The Department of Mining Engineering of the University of Pretoria has gone through a major revamping exercise in terms of our professional image, which was well received by all in the Department and the industry as a whole. We have also embarked on a new innovative teaching and learning strategy for our third- and fourth-year students.

It was also in 2010 that all our final-year students, through sponsored support by the Department, started doing psychometric tests such as the Hermann Brain Dominance Instrument (HBDI), Shadow Match, DISC, and Myers Briggs evaluation as part of the process of understanding their own learning and thinking preferences. This is a major contribution to all our final-year students' lives and we envisage that this will remain part and parcel of our curriculum. Mentorship and coaching now form a very large part of the fourth-year academic programme. The introduction of clickers (a radio frequency-based interactive answering tool) for students has also added a new dimension in terms of lecturers proactively knowing what students know or don't know on a real-time basis.
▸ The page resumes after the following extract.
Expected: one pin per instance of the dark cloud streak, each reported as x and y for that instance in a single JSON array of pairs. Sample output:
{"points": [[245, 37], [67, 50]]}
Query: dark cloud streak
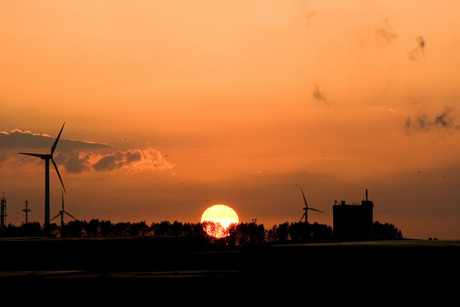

The introduction of discussion rooms has created a real multimedia interactive academic environment for our students. We are also the only engineering department with an employee doing instructional design of all our mining lecture material on a full-time basis, sponsored annually by SACMA. The main goal is to have all the mining modules instructionally designed and ready for the ECSA accreditation visit in September 2012. We will be the only mining department in the world that I am aware of that will offer instructionally designed material for all our mining-related subjects, including non-technical skills (soft skills) as part and parcel of every mining module in the fourth year of studies. In this way we enhance the learning experience for all our students.

We upgraded our computer facilities and now have our own mining IT Lab for use by our students. We are one of only a few engineering departments that have an active bulk SMS system available to communicate with our students. We have one of the most active student societies, the Tuks Mining Society which has its own developed student website on campus.

I want to congratulate and thank all who have helped in developing this Department to the next level of academic excellence. We do, however, have some challenges which we are dealing with, but with the quality of staff that we now have on board, I believe we can take care of any challenge. Key issues in developing good-quality mining engineers are discipline (including time management guidelines), passion and enthusiasm for the discipline, and coachability. Primarily, we have to ensure that the standard (quality) of the programme that we offer is not compromised in any way. This is what Tuks Mining stands for! We owe it to our alumni and the future generation of mining engineers that will be educated in this Department.

Mining is a great career, and we have several testimonies from our alumni. Our students have chosen an excellent career and it is therefore a real privilege for me, as Head of Department, to be part of this very prestigious branch of engineering. May the Department be alive and kicking when we celebrate its 100th anniversary in 2061.